Bill Cosby Faces Second NYC Foreclosure Over $17.5 Million Loan Default
Bill Cosby, 87, faces foreclosure on two Manhattan townhouses after defaulting on multimillion-dollar loans. His East 71st Street home carries a $17.5 million debt, while his East 61st Street property owes $4.2 million.
Court documents in Manhattan Supreme Court state that Cosby and his wife, Camille, defaulted on the loans. First Foundation Bank is foreclosing on the six-story townhouse on East 71st Street due to the $17.5 million debt. CitiMortgage is also foreclosing on the East 61st Street property, linked to a $4.2 million loan.
A Legacy of Financial Troubles
Cosby purchased the East 71st Street property in 1987 for $6.2 million, using it as his primary residence. He borrowed $12.25 million in 2010 and added $5.25 million in 2014. The bank claims he stopped making payments in June 2024. Additionally, he owes over $300,000 in property taxes. The property, now worth an estimated $14 million, is part of the foreclosure case.
The East 61st Street townhouse was bought in 1980 for $1.2 million. Cosby’s late son, Ennis, mainly used the house until his tragic death in 1997. CitiMortgage says Cosby owes $3.7 million in principal, along with interest and penalties. The townhouse is currently valued at $6.8 million.

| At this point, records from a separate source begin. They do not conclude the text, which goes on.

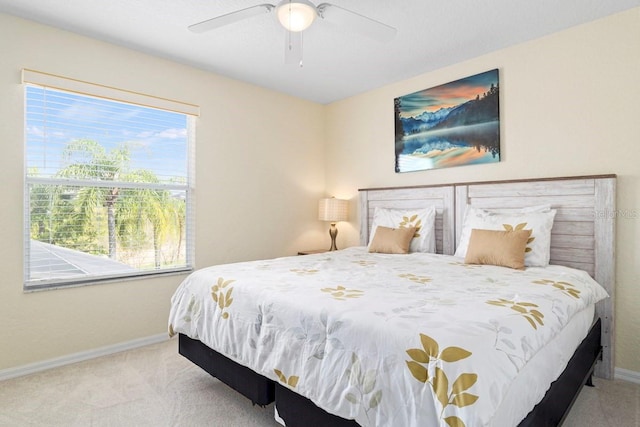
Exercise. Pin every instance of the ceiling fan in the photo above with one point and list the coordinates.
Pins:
(296, 16)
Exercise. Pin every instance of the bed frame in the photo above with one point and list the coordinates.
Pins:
(583, 236)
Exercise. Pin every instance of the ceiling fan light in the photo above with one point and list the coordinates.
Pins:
(296, 15)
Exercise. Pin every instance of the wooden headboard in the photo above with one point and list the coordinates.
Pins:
(583, 234)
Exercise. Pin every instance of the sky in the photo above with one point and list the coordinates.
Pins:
(447, 95)
(157, 139)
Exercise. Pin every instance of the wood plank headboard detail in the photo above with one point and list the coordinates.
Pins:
(583, 235)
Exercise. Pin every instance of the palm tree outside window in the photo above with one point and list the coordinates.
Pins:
(108, 189)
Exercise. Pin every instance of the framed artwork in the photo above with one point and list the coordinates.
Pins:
(454, 124)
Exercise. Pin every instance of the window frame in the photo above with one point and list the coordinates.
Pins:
(83, 88)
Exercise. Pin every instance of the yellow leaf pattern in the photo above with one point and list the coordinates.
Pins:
(221, 297)
(526, 309)
(412, 221)
(363, 383)
(566, 287)
(292, 381)
(457, 394)
(519, 227)
(342, 293)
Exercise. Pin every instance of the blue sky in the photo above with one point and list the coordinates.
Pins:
(156, 139)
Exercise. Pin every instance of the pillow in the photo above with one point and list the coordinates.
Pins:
(528, 209)
(503, 248)
(538, 250)
(392, 240)
(423, 220)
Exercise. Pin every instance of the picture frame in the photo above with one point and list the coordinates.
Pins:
(454, 124)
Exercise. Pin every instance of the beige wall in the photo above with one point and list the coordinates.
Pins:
(570, 105)
(257, 188)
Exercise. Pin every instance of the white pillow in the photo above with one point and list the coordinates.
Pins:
(424, 221)
(538, 251)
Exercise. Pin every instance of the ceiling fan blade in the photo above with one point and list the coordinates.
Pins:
(356, 22)
(230, 18)
(293, 47)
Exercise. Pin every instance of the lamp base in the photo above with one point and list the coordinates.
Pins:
(333, 232)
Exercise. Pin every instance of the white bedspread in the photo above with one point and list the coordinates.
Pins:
(387, 340)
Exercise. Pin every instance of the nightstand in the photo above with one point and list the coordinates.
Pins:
(313, 251)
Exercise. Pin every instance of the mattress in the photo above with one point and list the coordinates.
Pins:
(408, 340)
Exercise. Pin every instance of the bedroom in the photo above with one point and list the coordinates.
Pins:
(591, 127)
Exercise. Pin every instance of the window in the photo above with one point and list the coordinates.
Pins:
(108, 183)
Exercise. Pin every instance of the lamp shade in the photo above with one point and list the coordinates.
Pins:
(296, 15)
(333, 210)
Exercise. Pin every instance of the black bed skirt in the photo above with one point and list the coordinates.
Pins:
(298, 411)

Cosby’s financial troubles stem from ongoing legal battles, settlements, and lost income. His 2018 sexual assault conviction, overturned in 2021, worsened his financial situation. Once worth over $400 million, his wealth has diminished due to mismanagement and mounting debts.
Legal Battles and a Fall from Grace
Beyond the foreclosures, Cosby has faced arbitration disputes with former business partners and creditors. In 2022, an arbitrator ruled that Cosby owed $8 million to a publicist. She alleged he failed to pay her during his sexual assault trials.
Now living with his wife at their Pennsylvania estate, Cosby faces a significant fall from grace. The financial struggles and legal woes continue to cast a shadow over his once-iconic career.